Mes bien cher.e.s frères et sœurs
J’ai plaisir à vous interpeller avec cette formule si complaisamment utilisée pendant des années par ces hommes en robe qui, du haut de leur chaire, se laissent appeler pères. Pourtant cette formule dit la fraternité et c’est bien de fraternité que je veux vous parler.
Alors que nous sommes interdits de lieu et de temps de rassemblement, j’éprouve combien je suis attachée à notre communauté (le Centre Pastoral Saint-Merry) et, d’une certaine façon, spirituellement dépendante. Je n’ai pas la grâce d’éprouver la présence de Dieu au fond de moi mais c’est par la rencontre, l’accueil et la communauté, donc par vous dont je me suis rapprochée pendant ces cinq dernières années, que je ressens comme une sollicitude et une attirance, une présence insaisissable et toute proche qui me soutient, qui m’attend. Alors ne plus vous côtoyer, ne plus vous retrouver pour célébrer ensemble est une perte dont l’ampleur m’étonne, me chagrine et perturbe profondément ma prière. Cette perte que je ne sais qualifier il me faut la transformer en renoncement pour continuer à aller de l’avant et il me faut retrouver le goût de Dieu dans d’autres rencontres, d’autres communautés liturgiques.
Ainsi Dieu est-il aussi présent dans cette communauté du 20e arrondissement, bigarrée, très cosmopolite et accueillant beaucoup de jeunes que j’ai rejointe un dimanche. Il est aussi dans ses chants insipides et ressassés depuis des générations, dans ces gestes liturgiques réservés aux clercs, dans cette musique tonitruante évoquant Star Wars et non la discrétion profonde et mélodieuse des cantates d’autrefois. Dieu est aussi dans ce groupe important de servants de messe, garçons et filles, jeunes et adolescents dans leur aube blanche, parcourant l’espace entre le chœur, la nef et les bas-côtés et reliant à leur façon le bas peuple et les officiants ; groupe où les rôles sont distribués sans hiérarchie ni exclusivité, une jeune fille précédant d’ailleurs la procession liturgique au début et à la fin de la messe.
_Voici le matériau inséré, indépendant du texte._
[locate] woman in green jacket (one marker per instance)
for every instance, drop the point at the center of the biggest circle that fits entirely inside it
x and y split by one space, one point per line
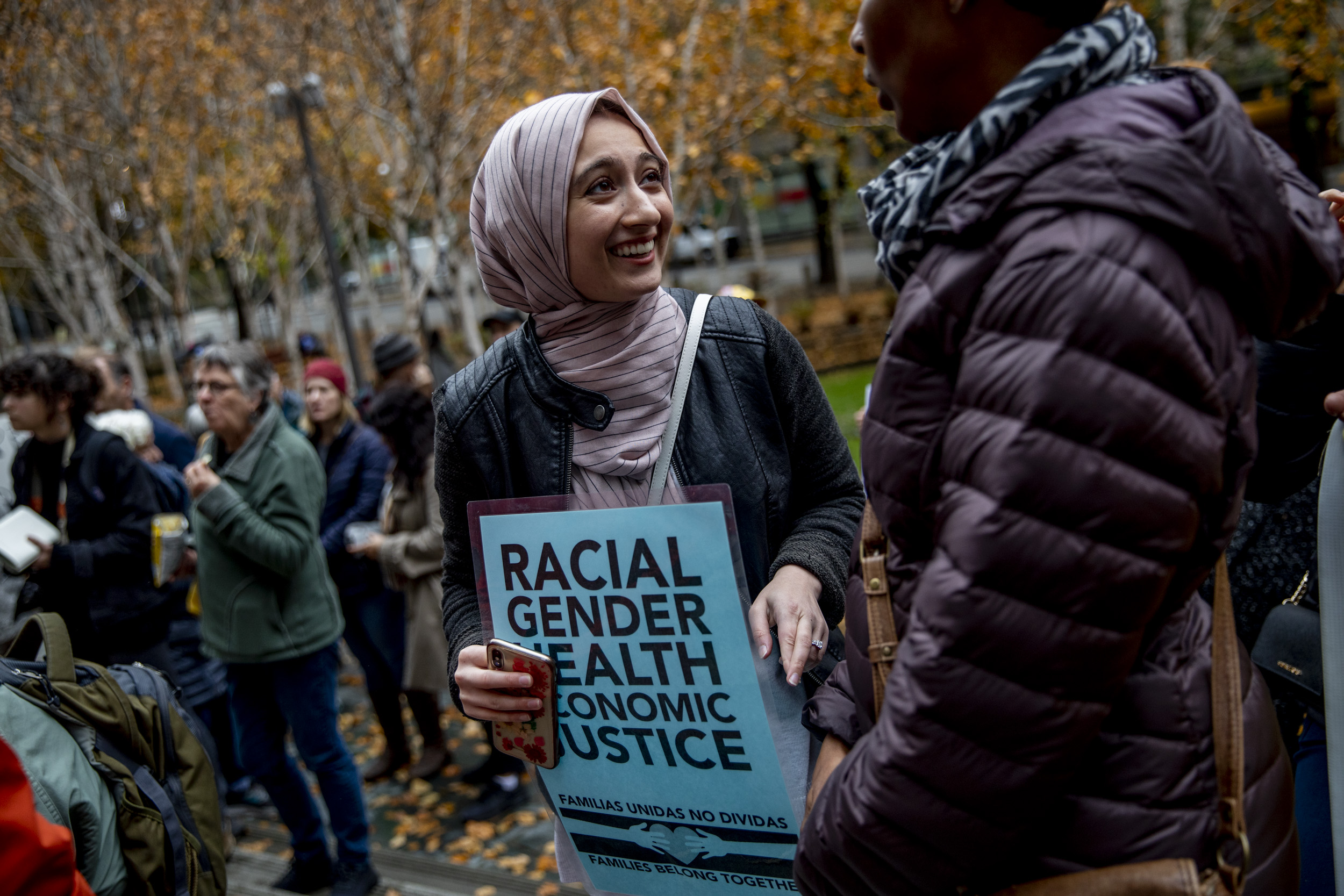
270 612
Et cela me donne à penser que le féminisme a peut-être plus d’avenir dans l’Église que le sacerdoce commun des fidèles, la coresponsabilité et le peuple de Dieu. « Peuple de Dieu » voilà le mot est lâché ; voilà mon deuxième acquis du coup de force clérical à l’encontre de notre communauté : je suis aujourd’hui – non pas persuadée car les papautés de Jean Paul II et Benoît XVI avaient déjà refroidi nos espoirs – affligée et blessée par la découverte que Vatican II n’était pas le point de départ d’un nouvel âge ecclésial mais la conclusion d’une évolution dont les enseignements ont depuis, progressivement, disparus des consciences et des gouvernements de l’église.
Alors oui je fais partie du groupe de requérants canoniques (contre la fermeture du Centre pastoral Saint-Merry décidée par Mgr. Michel Aupetit, archevêque de Paris) ; j’ai signé le recours dans un esprit de stricte justice, pour dire ma blessure et réclamer réparation. Et en espérant reconnaissance et respect de la diversité des églises au sein de l’Église de Dieu.